Traudl Junge (1921-2002) fue la secretaria privada de Hitler desde fines de 1942 hasta el fin de la guerra. Durante más de medio siglo se negó a hablar públicamente de sus experiencias. Poco antes de morir, sin embargo, aceptó conceder una serie de entrevistas a dos cineastas austríacos, André Heller y Othmar Schmiderer, que luego condensaron diez horas de material en los 90 minutos secos, austeros, estremecedores, de El punto ciego. El documental, que prescinde de toda imagen de archivo, de música y hasta de la intervención de sus realizadores, se limita a mostrar a Traudl Junge a los 81 años, exorcizando frente a la cámara sus días junto a Hitler. Lo que sigue es una selección resumida de sus recuerdos.
Conocía a Hitler por las revistas y por sus apariciones en público. Pero cuando lo vi personalmente, en cambio, era un hombre mayor, agradable y amistoso, que hablaba en voz baja y sonreía.
Sabía que en el lugar iba a hacer frío, porque a Hitler no le gustaban las piezas calefaccionadas. Me atendió muy amablemente; me dijo que no tuviera miedo, que yo no podría cometer tantos errores como él. Empezó a dictar, y a mí me temblaban tanto las manos que no le pegué ni a una letra. Miré la hoja: parecía chino. Pero gracias a Dios (o quizá, por lástima) en ese momento se fue a hablar por teléfono y yo pude traducir el dictado al alemán.
Cuando me preguntó si quería trabajar con él, agregó: “A veces tengo problemas cuando tomo secretarias jóvenes y bonitas, porque se me casan”. Y yo, en mi ceguera, le dije: “Mi Führer, ya viví 22 años sin un hombre. Para mí eso no es problema”. Se rió a carcajadas.
El corte ocurrió en febrero del ‘43, después de Stalingrado. Antes, Hitler comía con sus oficiales; ahora, en cambio, se le ocurría hacerlo con sus secretarias. Quería relajarse, que no le preguntaran por Stalingrado o esas cosas.
Nunca tuve la sensación de que persiguiera fines criminales a conciencia. Para él eran ideales, grandes objetivos. Y para cumplirlos caminó sobre cadáveres. Pero eso recién lo entendí más tarde... Cuando llegué al cuartel general, me dije que había llegado a la fuente de la información. Pero era el punto ciego.
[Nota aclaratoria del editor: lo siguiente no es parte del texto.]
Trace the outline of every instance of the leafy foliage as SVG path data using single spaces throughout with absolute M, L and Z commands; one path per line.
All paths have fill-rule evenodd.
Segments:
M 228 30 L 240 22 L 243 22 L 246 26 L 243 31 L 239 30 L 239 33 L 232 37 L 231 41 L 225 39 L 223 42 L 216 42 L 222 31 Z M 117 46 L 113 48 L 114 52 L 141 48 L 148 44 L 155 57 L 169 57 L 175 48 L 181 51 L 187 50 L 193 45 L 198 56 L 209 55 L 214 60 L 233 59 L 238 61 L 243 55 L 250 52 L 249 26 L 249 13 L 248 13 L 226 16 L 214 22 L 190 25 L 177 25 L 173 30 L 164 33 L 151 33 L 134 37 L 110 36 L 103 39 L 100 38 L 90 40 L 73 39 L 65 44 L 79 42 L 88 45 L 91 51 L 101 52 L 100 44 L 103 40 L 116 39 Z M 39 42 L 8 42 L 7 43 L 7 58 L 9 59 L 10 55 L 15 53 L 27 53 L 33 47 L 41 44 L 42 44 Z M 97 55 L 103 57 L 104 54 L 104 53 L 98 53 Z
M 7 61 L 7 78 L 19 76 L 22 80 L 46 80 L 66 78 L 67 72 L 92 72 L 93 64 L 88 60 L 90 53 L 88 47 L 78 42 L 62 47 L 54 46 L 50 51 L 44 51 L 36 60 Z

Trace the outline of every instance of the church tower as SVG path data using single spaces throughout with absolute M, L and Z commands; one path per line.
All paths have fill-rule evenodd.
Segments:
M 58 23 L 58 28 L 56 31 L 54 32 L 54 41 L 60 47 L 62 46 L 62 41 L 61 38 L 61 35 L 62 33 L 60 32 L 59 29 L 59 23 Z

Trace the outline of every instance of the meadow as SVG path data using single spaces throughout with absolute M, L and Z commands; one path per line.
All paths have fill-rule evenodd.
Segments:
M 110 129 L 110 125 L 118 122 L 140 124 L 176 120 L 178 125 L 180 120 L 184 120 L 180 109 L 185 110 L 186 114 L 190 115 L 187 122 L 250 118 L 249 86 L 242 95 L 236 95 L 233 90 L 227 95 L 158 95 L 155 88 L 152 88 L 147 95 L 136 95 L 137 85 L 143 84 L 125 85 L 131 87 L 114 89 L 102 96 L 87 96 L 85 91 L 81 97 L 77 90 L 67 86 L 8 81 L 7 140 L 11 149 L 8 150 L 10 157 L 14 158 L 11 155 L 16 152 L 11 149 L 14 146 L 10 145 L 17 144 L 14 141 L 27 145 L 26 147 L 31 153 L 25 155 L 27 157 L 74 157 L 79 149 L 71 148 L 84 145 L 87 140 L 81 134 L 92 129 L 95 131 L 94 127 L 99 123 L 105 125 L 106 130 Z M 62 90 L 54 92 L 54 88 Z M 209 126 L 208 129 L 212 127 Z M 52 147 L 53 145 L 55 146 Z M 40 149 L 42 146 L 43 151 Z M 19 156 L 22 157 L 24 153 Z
Es como en una explosión: hay un punto en donde reina el silencio.
Sus erres bien marcadas y sus rugidos, jamás se los escuché en privado. Hablaba suave, en ese estilo silencioso, austríaco... Usaba palabras que eran típicas de Austria. Fuera de sus problemas de estómago y de digestión, daba la impresión de ser muy saludable. ¡Con la vida insalubre que llevaba! Había que resistirla. No fumaba ni tomaba alcohol, pero eso no basta para dar salud... Dependía mucho de su gastroenterólogo. Todo el tiempo le prescribían pastillas para la digestión y para los gases.
Hitler no quería que lo tocaran. Tampoco usaba la ropa típica de Baviera; decía: “Tengo las rodillas demasiado blancas, soy tan poco deportivo...” También decía: “Eva quiere que me mantenga siempre con la espalda derecha, pero yo le digo: ‘Si vos llevaras en el bolsillo llaves tan pesadas como las mías...’”. Hablaba mucho de cosas privadas. Era un hombre prolijo. Se lavaba las manos cada vez que acariciaba a su perra Blondie. Blondie podía ser tema de conversación durante noches enteras. La creía una perra inmensamente inteligente y refinada. Y ella dependía mucho de él, aunque había sido entrenada por otro y Hitler no era el que la alimentaba...Blondie podía cantar. Aullaba, y Hitler le decía: “Blondie, cantá más profundo”, y ella bajaba un tono. Estaba muy orgulloso de que la perra lo obedeciera por completo.
Hoy todo suena tan anecdótico, tan banal. Esas facetas de su persona no tienen ya importancia. Para mí fue muy importante compartir con él esos rasgos humanos, pero hoy, al describirlos tan en detalle, casi me avergüenzo.